Ma gli strumenti del Lawfare non si abbattono solo contro chi riveste posizioni di leadership politica. In Italia abbiamo visto le strabilianti accuse di terrorismo contro esponenti della lotta NoTav, avanzate dalla procura di Torino: le attiviste e gli attivisti sono stati assolti solo dopo un’ampia campagna di delegittimazione mediatica. Abbiamo l’esempio delle accuse messe in piedi contro alcune ONG nel mediterraneo, poi archiviate per la mancanza di quelle “prove evidenti” che alcuni vantavano per dimostrare i legami tra ONG e scafisti, e che hanno fatto la fortuna elettorale di molti. Abbiamo recentemente il caso aberrante della sorveglianza speciale ai danni di Eddi Marcucci, militante che per aver sostenuto la lotta del popolo curdo contro l’Isis è stata giudicata “socialmente pericolosa” e dunque posta in un regime di semilibertà senza nemmeno l’ombra di un reato!
Alcuni mesi fa Officine Civiche ha intervistato l’avvocatessa argentina Gabriela Carpineti, esperta di Lawfare ed oggi Direttrice nazionale per l’Accesso alla Giustizia nel nuovo governo di Alberto Fernandez. Nell’intervista ci parla di un vero e proprio “potere di guerra, dove la persecuzione ai leader sociali si ripercuote in maniera ancora peggiore sui settori bassi della società. Se hanno incarcerato Lula, immaginiamo quello che succede ai ragazzi e alle ragazze dei quartieri popolari rispetto alla repressione quotidiana! Quando si produce una persecuzione nei confronti dei leader sociali, questo si ripercuote sempre con più violenza verso i settori indifesi”. Il Lawfare insomma si può riversare in ogni ambito della lotta politica.
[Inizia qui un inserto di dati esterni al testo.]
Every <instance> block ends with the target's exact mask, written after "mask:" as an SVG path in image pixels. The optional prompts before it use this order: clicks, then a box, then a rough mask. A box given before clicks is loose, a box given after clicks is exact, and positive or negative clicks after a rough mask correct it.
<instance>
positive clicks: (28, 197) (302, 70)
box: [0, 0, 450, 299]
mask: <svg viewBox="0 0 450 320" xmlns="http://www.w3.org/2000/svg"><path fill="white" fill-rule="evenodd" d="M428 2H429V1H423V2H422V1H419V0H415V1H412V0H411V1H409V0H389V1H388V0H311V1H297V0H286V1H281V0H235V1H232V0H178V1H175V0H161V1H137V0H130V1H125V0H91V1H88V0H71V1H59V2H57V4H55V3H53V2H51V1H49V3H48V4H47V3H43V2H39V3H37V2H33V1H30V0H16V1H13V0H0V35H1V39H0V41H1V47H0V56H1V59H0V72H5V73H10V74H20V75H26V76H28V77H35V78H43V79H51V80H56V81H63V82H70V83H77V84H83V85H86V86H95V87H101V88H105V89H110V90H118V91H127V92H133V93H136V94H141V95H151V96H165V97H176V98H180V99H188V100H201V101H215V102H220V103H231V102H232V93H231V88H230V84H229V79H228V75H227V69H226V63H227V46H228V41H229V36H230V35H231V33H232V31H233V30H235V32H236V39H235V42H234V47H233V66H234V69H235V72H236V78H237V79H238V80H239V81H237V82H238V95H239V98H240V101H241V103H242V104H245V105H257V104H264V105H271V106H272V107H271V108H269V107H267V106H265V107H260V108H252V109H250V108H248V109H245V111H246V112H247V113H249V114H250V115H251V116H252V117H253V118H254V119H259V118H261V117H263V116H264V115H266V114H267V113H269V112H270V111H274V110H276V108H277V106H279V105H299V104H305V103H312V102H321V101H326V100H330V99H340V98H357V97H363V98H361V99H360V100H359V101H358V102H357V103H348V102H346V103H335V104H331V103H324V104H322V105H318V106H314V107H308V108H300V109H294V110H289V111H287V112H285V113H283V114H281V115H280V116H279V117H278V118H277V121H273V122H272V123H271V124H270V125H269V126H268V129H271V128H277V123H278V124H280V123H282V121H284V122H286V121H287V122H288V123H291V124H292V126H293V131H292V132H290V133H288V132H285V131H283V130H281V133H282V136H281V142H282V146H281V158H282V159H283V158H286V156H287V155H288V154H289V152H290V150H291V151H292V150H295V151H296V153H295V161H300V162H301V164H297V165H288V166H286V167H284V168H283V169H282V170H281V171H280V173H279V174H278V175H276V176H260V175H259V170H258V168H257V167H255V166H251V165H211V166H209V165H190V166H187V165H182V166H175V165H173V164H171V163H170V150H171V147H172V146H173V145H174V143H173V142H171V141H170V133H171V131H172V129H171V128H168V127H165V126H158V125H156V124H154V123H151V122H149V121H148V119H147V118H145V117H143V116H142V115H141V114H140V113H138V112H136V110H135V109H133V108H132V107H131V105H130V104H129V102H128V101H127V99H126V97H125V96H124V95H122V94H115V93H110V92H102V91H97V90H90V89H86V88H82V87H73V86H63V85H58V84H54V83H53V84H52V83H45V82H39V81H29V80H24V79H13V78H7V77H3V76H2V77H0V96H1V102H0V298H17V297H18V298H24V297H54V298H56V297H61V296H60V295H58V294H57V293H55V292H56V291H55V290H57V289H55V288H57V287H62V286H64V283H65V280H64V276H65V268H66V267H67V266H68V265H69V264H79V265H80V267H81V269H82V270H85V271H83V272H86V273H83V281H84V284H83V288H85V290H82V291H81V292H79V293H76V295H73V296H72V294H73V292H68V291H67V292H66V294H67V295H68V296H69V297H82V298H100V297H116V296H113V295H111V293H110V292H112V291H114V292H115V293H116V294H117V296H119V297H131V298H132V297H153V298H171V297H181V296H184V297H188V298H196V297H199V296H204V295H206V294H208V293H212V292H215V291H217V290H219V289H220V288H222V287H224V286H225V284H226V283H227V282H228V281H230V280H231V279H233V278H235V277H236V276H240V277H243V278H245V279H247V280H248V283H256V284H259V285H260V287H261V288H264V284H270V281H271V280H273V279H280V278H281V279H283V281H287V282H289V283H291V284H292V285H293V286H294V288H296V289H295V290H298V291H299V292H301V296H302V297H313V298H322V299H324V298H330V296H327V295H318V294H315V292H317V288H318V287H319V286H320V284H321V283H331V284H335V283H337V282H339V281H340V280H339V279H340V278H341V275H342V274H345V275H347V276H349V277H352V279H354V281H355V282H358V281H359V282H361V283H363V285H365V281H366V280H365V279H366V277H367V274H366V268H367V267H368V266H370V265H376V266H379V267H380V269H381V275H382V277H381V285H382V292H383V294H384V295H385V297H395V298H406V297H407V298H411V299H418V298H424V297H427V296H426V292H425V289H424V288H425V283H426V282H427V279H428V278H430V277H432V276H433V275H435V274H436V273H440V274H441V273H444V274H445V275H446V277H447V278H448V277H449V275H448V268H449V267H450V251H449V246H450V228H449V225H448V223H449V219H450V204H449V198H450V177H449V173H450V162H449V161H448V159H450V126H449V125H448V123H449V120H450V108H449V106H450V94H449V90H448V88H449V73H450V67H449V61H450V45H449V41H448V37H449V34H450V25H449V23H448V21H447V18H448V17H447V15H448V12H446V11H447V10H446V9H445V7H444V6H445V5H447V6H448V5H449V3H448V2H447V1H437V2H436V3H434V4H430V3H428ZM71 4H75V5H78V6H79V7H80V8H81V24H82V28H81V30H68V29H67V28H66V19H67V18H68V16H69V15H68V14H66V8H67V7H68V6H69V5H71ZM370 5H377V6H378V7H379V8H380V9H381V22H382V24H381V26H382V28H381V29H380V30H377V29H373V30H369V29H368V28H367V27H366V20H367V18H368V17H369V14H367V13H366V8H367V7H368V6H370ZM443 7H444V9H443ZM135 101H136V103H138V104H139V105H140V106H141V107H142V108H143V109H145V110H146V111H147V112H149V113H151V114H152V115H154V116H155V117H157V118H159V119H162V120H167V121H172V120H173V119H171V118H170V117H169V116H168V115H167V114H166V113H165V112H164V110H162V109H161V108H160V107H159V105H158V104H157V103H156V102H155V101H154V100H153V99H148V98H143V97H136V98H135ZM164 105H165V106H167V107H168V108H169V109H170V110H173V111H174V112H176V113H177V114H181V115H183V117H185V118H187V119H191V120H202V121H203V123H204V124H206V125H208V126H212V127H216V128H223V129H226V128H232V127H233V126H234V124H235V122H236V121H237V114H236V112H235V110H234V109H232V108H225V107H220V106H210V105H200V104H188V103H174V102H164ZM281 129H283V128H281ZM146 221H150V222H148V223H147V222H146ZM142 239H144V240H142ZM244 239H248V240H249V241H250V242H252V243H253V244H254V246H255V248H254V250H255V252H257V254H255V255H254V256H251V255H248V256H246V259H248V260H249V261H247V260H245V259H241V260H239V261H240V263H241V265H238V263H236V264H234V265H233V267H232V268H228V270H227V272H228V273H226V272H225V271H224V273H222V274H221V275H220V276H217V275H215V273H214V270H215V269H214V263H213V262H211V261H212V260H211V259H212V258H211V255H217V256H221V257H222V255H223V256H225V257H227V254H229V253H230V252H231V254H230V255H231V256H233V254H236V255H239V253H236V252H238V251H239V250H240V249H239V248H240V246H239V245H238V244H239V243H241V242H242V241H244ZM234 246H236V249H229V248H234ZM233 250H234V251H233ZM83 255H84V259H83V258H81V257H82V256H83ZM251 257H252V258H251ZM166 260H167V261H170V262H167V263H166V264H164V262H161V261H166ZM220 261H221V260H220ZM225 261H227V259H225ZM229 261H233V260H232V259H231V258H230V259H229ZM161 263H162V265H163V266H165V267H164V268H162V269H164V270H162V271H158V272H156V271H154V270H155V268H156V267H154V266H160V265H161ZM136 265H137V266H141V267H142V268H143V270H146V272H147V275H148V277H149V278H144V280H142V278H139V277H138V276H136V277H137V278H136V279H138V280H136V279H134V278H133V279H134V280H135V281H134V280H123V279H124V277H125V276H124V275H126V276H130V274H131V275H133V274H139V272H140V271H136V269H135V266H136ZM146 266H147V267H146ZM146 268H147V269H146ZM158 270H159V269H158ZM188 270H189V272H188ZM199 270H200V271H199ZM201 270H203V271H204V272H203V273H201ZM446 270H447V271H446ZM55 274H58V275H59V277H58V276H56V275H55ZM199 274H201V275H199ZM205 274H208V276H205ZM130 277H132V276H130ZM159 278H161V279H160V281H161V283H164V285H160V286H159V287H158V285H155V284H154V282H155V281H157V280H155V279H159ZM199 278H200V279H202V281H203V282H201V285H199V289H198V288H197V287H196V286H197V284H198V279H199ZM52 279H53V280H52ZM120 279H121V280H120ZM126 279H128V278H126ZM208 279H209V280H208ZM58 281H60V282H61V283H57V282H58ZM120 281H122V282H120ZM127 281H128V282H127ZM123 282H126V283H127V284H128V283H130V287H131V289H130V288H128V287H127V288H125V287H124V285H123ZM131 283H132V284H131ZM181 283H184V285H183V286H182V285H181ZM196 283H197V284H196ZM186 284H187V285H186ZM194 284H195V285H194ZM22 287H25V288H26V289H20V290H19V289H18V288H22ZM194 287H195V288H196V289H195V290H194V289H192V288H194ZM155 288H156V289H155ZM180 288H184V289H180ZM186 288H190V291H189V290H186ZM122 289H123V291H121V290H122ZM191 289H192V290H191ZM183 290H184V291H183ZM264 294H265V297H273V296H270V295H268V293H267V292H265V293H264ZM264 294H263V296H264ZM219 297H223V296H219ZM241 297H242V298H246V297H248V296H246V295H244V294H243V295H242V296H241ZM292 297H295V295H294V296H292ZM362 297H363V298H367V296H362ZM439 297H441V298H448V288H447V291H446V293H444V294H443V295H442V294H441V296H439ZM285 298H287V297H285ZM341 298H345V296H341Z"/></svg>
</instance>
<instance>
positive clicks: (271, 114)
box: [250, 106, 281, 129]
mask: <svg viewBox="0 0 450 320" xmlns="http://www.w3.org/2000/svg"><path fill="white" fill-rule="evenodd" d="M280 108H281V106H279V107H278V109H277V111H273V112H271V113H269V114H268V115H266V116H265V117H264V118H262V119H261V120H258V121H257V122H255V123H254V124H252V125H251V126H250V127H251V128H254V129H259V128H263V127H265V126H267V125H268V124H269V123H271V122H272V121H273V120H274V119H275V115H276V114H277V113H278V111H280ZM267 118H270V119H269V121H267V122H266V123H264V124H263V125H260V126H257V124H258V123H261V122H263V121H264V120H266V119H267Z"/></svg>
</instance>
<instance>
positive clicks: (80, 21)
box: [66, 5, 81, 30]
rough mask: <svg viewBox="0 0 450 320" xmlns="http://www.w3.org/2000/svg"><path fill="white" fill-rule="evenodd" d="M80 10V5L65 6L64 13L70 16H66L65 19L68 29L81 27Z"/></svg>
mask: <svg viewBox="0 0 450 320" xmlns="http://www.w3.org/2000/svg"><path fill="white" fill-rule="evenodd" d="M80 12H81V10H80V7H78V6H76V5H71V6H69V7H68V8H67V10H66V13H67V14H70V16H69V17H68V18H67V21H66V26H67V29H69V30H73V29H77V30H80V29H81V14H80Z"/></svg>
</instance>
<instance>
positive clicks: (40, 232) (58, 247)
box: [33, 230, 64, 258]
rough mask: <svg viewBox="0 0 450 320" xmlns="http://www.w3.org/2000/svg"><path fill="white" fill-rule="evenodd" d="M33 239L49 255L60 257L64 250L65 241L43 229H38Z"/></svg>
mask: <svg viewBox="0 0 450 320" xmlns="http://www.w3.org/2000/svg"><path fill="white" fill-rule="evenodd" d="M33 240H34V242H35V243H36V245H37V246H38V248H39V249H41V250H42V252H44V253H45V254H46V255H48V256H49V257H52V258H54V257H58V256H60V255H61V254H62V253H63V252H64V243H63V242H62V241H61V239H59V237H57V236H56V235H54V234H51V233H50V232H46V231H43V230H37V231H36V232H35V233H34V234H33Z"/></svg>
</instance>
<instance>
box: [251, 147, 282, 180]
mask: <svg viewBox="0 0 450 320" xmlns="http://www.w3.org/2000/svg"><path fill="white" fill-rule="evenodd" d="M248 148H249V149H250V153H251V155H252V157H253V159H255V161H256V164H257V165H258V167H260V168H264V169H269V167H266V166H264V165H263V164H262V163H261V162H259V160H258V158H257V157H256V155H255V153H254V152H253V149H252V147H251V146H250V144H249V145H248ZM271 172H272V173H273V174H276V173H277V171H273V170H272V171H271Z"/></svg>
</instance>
Quello che sta succedendo negli Stati Uniti è un esempio d’impunità del potere politico costituito, attraverso strumenti del potere giudiziario – tra cui gli sheriff offices – contro settori esclusi della società.
In Italia l’indipendenza della Magistratura ci ha messo, finora, al riparo da eccessi eversivi di persecuzione politico-giudiziaria (con eccezioni, come abbiamo detto, da far accapponare la pelle). Per questo, quando anche nei nostri territori vediamo le avvisaglie di un sistema d’attacco fin troppo globalizzato dai settori conservatori, dobbiamo mantenere alta la guardia senza perdere la fiducia nella giustizia. Senza voler fare paragoni eccessivi, ma anche nei nostri quartieri, nelle nostre città, il potere politico utilizza da svariati anni gli studi legali per sferrare attacchi contro avversari politici di qualsiasi tipo. Non solo, allora, dobbiamo dimostrare attivamente supporto agli attivisti raggiunti da procedimenti giudiziari che ricordano questi meccanismi, ma in particolare ai comuni cittadini che potrebbero sentire inibito il proprio diritto ad esprimersi liberamente. La giustizia farà il suo corso, sul garantismo non si discute. Alle organizzazioni popolari il compito di supportare quei cittadini – ancor più se accusati in base ad opinioni politiche antifasciste – affinché nessuno resti solo e siano garantiti fino in fondo i diritti costituzionali.